Monday, December 15, 2014

Holiday Traditions 101

by Dotti

Professor:  Good morning, class! Many of you, I know, are in a great hurry to get through this class and head home for the holidays but we have one more subject to discuss in order to complete this semester's class on Holiday Traditions. To help put you in the Christmas spirit, we're going to discuss the tradition of Christmas lights.

Now, does anybody have any ideas about how the practice of using Christmas lights began? Yes, Susie, please tell us what you know.

Susie: Didn't it begin during Queen Victoria's reign?

Professor: Well, Queen Victoria certainly had a big role in making the tradition popular.

As best we can tell, the practice of using candles to light Christmas trees began in upper class homes in Germany in the 18th century. Since candles were quite expensive then, only those who were rich could afford to do this.

In the United Kingdom, the practice did indeed become established during Queen Victoria's reign. From there it spread to North America and Australia. Candles, of course, were not an ideal way to light a tree and care had to be taken to avoid fires.

Electric lights were introduced during the 1880's and eventually replaced most, if not all, use of candles, although some cultures do still use candles today. In the United Kingdom, the electric lights are commonly referred to as 'fairy lights',

In 1895, President Grover Cleveland had the honor of lighting the first electrically lighted White House Christmas tree. It's said that there were 100 multicolored lights on it. That seems odd to us today when we realize that trees in most American homes have far more than one hundred lights. But the lights then were quite a bit larger than the lights we see today. Today's lights do truly look like 'fairy lights'.

At first all the Christmas lights remained indoors. It wasn't until the early 1900's that lighted Christmas trees were introduced to the outdoors, perhaps in San Diego, though other cities also lay claim to being the 'first'.

After that, Christmas lights seemed to appear all over, in doorways, windows, store windows, on light posts, just about everywhere. It wasn't until the 1950's that the practice of using lights as outdoor displays found its way into the average American home.

The first Christmas lights were indeed crude by our standards today. Now 'twinkle lights' or 'mini lights' are very inexpensive and seem to appear everywhere during the holidays. Some outdoor displays are quite elaborate not only using thousands of lights but mechanized special effects to create scenes and stories. And now almost every American city of any size has a commercial Festival of Lights.

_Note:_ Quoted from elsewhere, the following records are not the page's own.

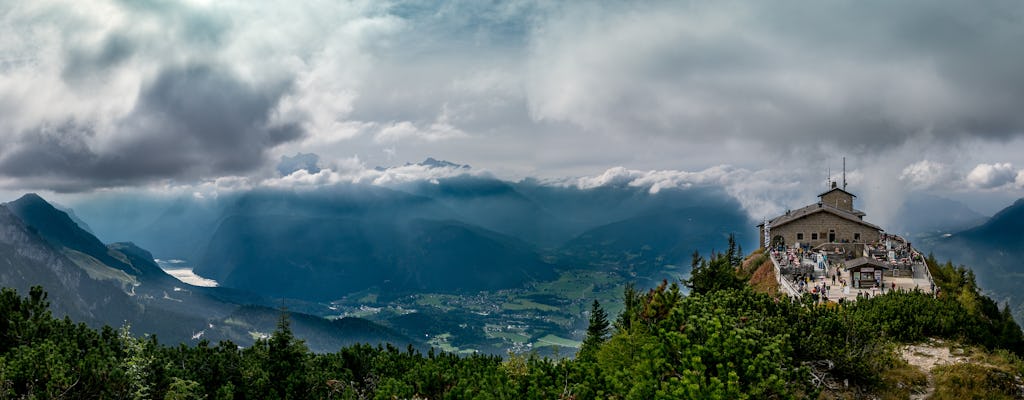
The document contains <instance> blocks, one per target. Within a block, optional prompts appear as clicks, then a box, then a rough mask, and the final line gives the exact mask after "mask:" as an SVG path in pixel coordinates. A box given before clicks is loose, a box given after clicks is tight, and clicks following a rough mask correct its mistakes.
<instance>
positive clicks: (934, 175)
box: [899, 160, 951, 189]
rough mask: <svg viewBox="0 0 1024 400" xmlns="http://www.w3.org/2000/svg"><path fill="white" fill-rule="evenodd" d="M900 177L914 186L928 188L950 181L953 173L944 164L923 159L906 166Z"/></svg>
mask: <svg viewBox="0 0 1024 400" xmlns="http://www.w3.org/2000/svg"><path fill="white" fill-rule="evenodd" d="M899 179H900V180H901V181H903V182H905V183H907V184H909V185H910V186H912V187H913V188H918V189H927V188H931V187H933V186H936V185H939V184H942V183H948V182H949V181H950V180H951V174H950V172H949V169H948V168H947V167H946V166H945V165H943V164H940V163H936V162H932V161H929V160H922V161H920V162H916V163H913V164H911V165H908V166H906V168H904V169H903V172H902V173H900V176H899Z"/></svg>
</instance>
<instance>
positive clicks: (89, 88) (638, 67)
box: [0, 0, 1024, 189]
mask: <svg viewBox="0 0 1024 400" xmlns="http://www.w3.org/2000/svg"><path fill="white" fill-rule="evenodd" d="M31 4H32V6H24V7H14V8H13V9H12V11H11V12H9V13H7V14H4V15H2V16H0V17H2V18H3V19H2V20H0V94H2V95H0V133H2V134H0V181H2V182H3V183H4V184H5V185H7V186H11V185H13V186H17V185H26V186H28V185H57V184H63V185H66V186H68V187H70V186H74V185H78V186H79V187H81V188H83V189H87V188H89V187H94V186H110V185H125V184H128V185H130V184H144V183H148V182H155V181H160V180H162V179H175V180H179V181H182V182H189V183H193V182H195V180H202V179H210V178H216V177H219V176H223V175H225V174H227V175H243V176H255V175H260V174H262V175H260V176H266V175H267V174H269V173H272V164H273V163H272V161H273V160H276V159H279V158H280V157H281V155H282V154H295V153H297V152H302V153H306V152H310V151H314V152H316V153H317V154H319V155H321V157H322V158H323V159H322V160H323V161H324V162H325V165H329V164H330V163H331V161H336V160H342V159H346V158H351V157H353V155H357V157H358V158H360V160H364V161H366V162H367V163H369V164H373V165H376V164H380V165H388V164H390V163H402V162H415V161H419V160H422V159H424V158H426V157H440V158H444V159H450V160H453V161H457V162H462V163H469V164H474V165H481V166H482V165H487V164H488V163H489V164H490V165H489V166H488V167H490V168H494V169H496V170H503V171H511V172H513V173H515V174H535V173H538V172H540V173H541V174H545V175H548V176H552V175H559V174H572V175H577V174H593V173H595V172H599V171H603V170H605V169H606V168H608V167H611V166H614V165H623V166H626V167H628V168H638V169H652V170H679V169H683V170H701V169H705V168H708V166H713V165H719V164H734V165H741V166H743V167H744V168H752V169H754V170H757V169H760V168H774V167H776V165H775V161H776V160H793V161H794V162H793V163H794V164H799V165H800V166H802V168H803V167H806V165H808V164H811V163H817V164H816V165H821V166H824V165H825V160H824V159H826V158H829V157H830V154H835V153H838V152H843V153H845V154H847V155H850V157H851V159H853V158H860V159H861V160H865V163H866V160H868V158H870V157H877V158H878V160H886V159H887V158H888V159H894V160H895V159H896V158H895V157H892V155H900V159H906V160H899V161H898V163H897V162H894V165H892V166H889V167H887V169H889V170H893V171H901V170H903V168H904V167H906V166H907V165H910V164H912V163H918V162H922V161H926V160H933V161H934V160H940V159H948V158H943V157H942V155H945V153H941V152H934V151H933V152H932V153H929V154H925V153H924V152H925V151H924V150H922V151H916V150H907V149H906V148H907V147H913V149H934V148H948V147H950V146H955V145H968V144H975V143H983V144H985V145H993V144H992V143H998V142H1005V143H1010V142H1014V141H1016V140H1022V137H1024V135H1022V133H1024V113H1021V112H1020V104H1024V74H1021V73H1020V72H1021V71H1024V52H1022V51H1019V48H1020V44H1021V43H1024V24H1022V20H1024V12H1022V11H1024V5H1022V3H1020V2H1019V1H1010V0H995V1H986V2H964V1H945V0H939V1H913V0H911V1H905V2H891V1H880V0H867V1H854V0H837V1H827V2H804V1H784V0H783V1H776V2H770V3H769V2H758V1H730V0H723V1H715V2H678V1H643V2H632V1H630V2H627V1H602V2H571V3H565V4H564V5H563V4H559V3H550V2H544V1H530V0H522V1H500V2H498V1H496V2H480V1H433V2H429V1H427V2H425V1H388V2H377V1H350V2H319V3H315V4H313V3H306V2H299V3H296V2H288V1H273V0H271V1H265V2H259V3H252V2H236V3H223V2H186V1H185V2H165V1H127V0H124V1H121V0H113V1H111V0H96V1H94V2H89V3H87V4H85V5H82V6H72V5H76V3H72V2H69V1H65V0H38V1H34V2H32V3H31ZM766 149H767V150H766ZM1011 152H1012V151H1010V150H1006V151H1005V153H1011ZM1018 152H1019V151H1018ZM372 154H376V155H372ZM395 154H397V155H395ZM787 155H795V157H787ZM986 157H994V155H989V154H968V155H965V157H963V160H961V159H957V160H955V161H950V163H957V164H958V165H957V166H953V165H950V166H949V170H950V171H965V172H966V171H969V170H971V168H973V166H976V165H978V164H981V163H988V164H992V163H1004V162H1013V163H1014V164H1015V165H1024V159H1021V157H1022V155H1014V157H1016V159H1014V158H1000V159H1006V160H1000V159H993V160H986V159H985V158H986ZM374 158H376V159H374ZM392 158H398V159H400V160H392ZM968 159H970V160H968ZM761 160H770V162H764V161H761ZM896 164H899V165H896ZM946 175H948V174H946ZM946 175H942V176H943V177H945V176H946ZM4 178H6V179H4ZM53 182H56V183H53Z"/></svg>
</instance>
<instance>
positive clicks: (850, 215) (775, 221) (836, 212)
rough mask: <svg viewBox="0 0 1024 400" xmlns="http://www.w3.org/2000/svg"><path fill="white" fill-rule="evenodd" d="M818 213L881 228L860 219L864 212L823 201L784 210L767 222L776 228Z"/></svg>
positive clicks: (868, 226) (858, 223)
mask: <svg viewBox="0 0 1024 400" xmlns="http://www.w3.org/2000/svg"><path fill="white" fill-rule="evenodd" d="M818 213H828V214H831V215H835V216H837V217H840V218H843V219H845V220H849V221H851V222H856V223H858V224H860V225H864V226H867V227H869V228H871V229H877V230H882V228H881V227H879V226H878V225H874V224H871V223H868V222H865V221H864V220H862V219H860V217H862V216H864V213H862V212H860V211H857V210H854V211H853V212H849V211H846V210H843V209H839V208H836V207H834V206H829V205H826V204H823V203H817V204H813V205H810V206H807V207H804V208H802V209H797V210H793V211H788V212H786V213H785V214H783V215H780V216H778V217H775V218H773V219H771V220H770V221H769V224H770V225H771V227H772V228H776V227H779V226H782V225H785V224H787V223H791V222H793V221H796V220H799V219H802V218H805V217H809V216H811V215H814V214H818ZM762 225H764V224H760V225H758V226H762Z"/></svg>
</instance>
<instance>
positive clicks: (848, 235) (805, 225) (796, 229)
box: [761, 213, 881, 246]
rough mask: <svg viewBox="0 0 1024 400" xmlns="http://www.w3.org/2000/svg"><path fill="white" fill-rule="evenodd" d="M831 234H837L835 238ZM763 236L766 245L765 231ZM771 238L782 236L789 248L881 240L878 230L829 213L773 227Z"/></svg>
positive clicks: (762, 241)
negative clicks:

So there you have just a brief history of the use of lights at Christmas time. Wherever, whenever this tradition began, the best part is simply enjoying all the beautiful lights that surround us at this time of year. And if you're like me, the lights you enjoy most are those on your very own Christmas tree.

Merry Christmas!

Class dismissed.

Research for this post came from Wikipedia.


Kim Stevens said...

It always boggles my mind when I think they used candles on the trees...I used to have some replica clip on ornaments with candles in them for a long time, but I think they started to bend in the heat of the attic over the years. Lights on trees, a great tradition and photography prop! :)

Cathy H. said...

Fun post! I can't imagine Christmas without lights. I was surprised to see that the use of outside lights began in the 1950's! Sooooo, that means I was in on the beginning of this tradition! Well, I was just a baby!

Linda said...

Very interesting. It's always fun to learn why we do things! I did see something on Pinterest about putting a string of larger lights on the tree in addition to all the small lights. It was pretty! Soon we'll be back to big lights all over the tree! I love all the lights of this season!

AFishGirl said...

Very interesting. We are creatures that love light. For sure.

Susan W said...

Very interesting, I love Christmas lights, almost like a little kid.

Barb Brookbank said...

Thanks for the "lesson" Dotti! and your gorgeous images!

Catherine said...

Thank you for the lesson Dotti! Twinkle lights are my favorite part of holiday decor,... how somber it would be not to see the glow of festive lights. Real candles on trees look so pretty, but oh my! I can imagine how dangerous this can be!